A Solitary Grief
- First edition
- Author: Bernice Rubens
- Publisher: Sinclair Stevenson Ltd
- Publication date: 6 May 1991
- Pages: 240
- ISBN: 978-1-85619-057-2

= A Solitary Grief =

1991 novel by Bernice Rubens

A Solitary Grief (1991) is a novel by Bernice Rubens about a Harley Street doctor who cannot cope with his own life. Increasingly alienated from his wife and daughter, he also considers himself unable to help his patients any longer and decides to start a new life together with a newly found friend. However, his hopes are again shattered, which eventually leads to catastrophe.

==Plot summary==

The novel opens with psychiatrist Dr Alistair Crown's wife Virginia giving birth to the couple's first child. Crown, who is not present during birth, is informed immediately afterwards that their daughter Doris has Down's syndrome, a fact he is unable to accept. For the next five years, he avoids Doris's face: He never looks at her and he refuses to be shown photos of her. His idea of being close to his daughter consists in his nocturnal visits to her bedroom when she is fast asleep: Then he gropes around under the sheets — in a harmless way, imagining what it would be like to have a normal child and envisaging the day when he will actually come face to face with her.

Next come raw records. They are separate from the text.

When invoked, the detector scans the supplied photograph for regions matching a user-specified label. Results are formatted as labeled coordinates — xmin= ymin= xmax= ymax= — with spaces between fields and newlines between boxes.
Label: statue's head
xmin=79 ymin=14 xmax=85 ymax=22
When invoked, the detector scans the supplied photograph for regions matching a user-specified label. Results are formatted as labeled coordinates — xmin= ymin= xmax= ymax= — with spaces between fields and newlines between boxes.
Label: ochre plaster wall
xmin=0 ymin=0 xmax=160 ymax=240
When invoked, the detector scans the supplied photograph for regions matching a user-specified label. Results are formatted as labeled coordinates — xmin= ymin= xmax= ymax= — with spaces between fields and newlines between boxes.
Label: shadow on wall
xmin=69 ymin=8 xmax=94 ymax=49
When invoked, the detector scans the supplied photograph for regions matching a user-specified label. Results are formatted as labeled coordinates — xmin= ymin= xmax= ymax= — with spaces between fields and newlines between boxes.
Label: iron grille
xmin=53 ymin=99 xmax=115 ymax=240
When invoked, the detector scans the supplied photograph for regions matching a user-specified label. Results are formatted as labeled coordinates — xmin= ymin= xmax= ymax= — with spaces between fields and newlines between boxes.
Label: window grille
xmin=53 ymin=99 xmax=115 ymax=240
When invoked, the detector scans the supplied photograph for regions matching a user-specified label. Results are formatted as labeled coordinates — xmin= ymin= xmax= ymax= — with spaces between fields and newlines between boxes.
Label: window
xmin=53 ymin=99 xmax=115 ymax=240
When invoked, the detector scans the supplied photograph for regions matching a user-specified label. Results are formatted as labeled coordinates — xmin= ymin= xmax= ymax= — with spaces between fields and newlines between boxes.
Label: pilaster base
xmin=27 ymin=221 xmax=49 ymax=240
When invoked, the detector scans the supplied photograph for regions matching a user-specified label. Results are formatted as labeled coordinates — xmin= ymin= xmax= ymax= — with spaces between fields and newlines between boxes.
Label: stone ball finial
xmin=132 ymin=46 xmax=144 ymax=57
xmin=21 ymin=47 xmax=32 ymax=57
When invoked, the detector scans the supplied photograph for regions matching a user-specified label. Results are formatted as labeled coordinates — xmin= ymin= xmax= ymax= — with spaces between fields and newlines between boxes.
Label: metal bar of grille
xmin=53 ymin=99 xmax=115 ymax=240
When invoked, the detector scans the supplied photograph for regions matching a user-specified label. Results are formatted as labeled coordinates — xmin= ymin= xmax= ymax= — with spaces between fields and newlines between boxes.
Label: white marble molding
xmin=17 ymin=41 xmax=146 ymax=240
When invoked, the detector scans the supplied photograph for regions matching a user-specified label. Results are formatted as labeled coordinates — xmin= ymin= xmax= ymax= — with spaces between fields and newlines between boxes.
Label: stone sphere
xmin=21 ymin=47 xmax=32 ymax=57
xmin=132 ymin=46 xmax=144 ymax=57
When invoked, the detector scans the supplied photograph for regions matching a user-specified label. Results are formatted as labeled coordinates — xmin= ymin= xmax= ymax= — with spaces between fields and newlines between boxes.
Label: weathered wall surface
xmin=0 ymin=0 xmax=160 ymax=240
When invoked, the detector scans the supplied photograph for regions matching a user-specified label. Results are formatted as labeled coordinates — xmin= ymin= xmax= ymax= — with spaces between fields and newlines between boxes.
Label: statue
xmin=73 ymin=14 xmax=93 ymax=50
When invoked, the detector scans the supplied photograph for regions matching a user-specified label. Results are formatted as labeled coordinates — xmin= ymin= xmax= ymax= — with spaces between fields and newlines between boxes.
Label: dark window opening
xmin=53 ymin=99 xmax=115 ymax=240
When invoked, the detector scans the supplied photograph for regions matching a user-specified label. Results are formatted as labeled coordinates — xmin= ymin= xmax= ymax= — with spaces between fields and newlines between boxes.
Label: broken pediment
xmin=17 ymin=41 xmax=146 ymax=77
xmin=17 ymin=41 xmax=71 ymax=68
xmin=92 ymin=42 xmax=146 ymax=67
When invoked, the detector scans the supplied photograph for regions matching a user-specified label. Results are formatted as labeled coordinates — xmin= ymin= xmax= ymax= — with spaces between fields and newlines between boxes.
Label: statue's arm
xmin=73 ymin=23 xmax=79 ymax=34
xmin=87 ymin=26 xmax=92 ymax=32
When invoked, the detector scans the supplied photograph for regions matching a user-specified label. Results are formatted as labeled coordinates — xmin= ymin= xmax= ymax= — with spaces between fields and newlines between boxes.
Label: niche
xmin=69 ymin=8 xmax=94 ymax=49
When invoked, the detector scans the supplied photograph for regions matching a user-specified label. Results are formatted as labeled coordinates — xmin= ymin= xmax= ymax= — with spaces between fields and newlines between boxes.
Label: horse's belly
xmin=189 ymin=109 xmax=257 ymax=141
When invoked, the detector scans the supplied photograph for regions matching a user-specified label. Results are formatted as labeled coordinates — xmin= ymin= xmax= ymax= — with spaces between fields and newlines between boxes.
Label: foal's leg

However, he keeps postponing that day, telling himself and his wife that he is not ready for it yet. He leaves for work early in the morning and comes home at night when his daughter is already asleep. He does not tell his parents, who live abroad, that their granddaughter is disabled and, for years, can persuade them not to visit. Although Virginia is a devoted mother and an understanding wife, the ensuing marital crisis is unavoidable. When Doris is of preschool age, Crown actually has to lock himself in his room so as to make sure that he does not accidentally see his daughter's face. After a brief fling with a former girlfriend he moves out of the house.

His life takes a decisive turn when he meets a man who calls himself Esau. Esau, who has a very hairy body, is still suffering under his dominant father although the latter has been dead for some time. He has become a compulsive stripper, making appointments with doctors, dentists and masseurs only to perform his stripping routine in front of them and wait for their reaction. The two men strike up an asexual friendship, and Crown moves into Esau's large house. Although he realizes that Esau is in urgent need of psychiatric treatment, Crown just sees a friend in him and refuses to have any therapeutic influence on Esau. He is devastated when Esau commits suicide by hanging himself in the attic.

Now Crown's life totally gets out of control. Early one morning a few days before Doris's fifth birthday he kidnaps her from the playground of her nursery school — still without looking at her —, drives with her to Hyde Park, strangles her from behind and buries her face down under a tree in a shallow grave dug out with his bare hands. Back at his office, he is informed by his wife that Doris has gone missing. For a couple of days, the police search for the girl but then give up all hope of ever finding her alive and well. When soon afterwards her body is found, Crown has to accompany the police to the morgue to identify his daughter. This is when he comes face to face with her for the first — and last — time.

The police never solve the crime. Some time later Crown hangs himself in the garage.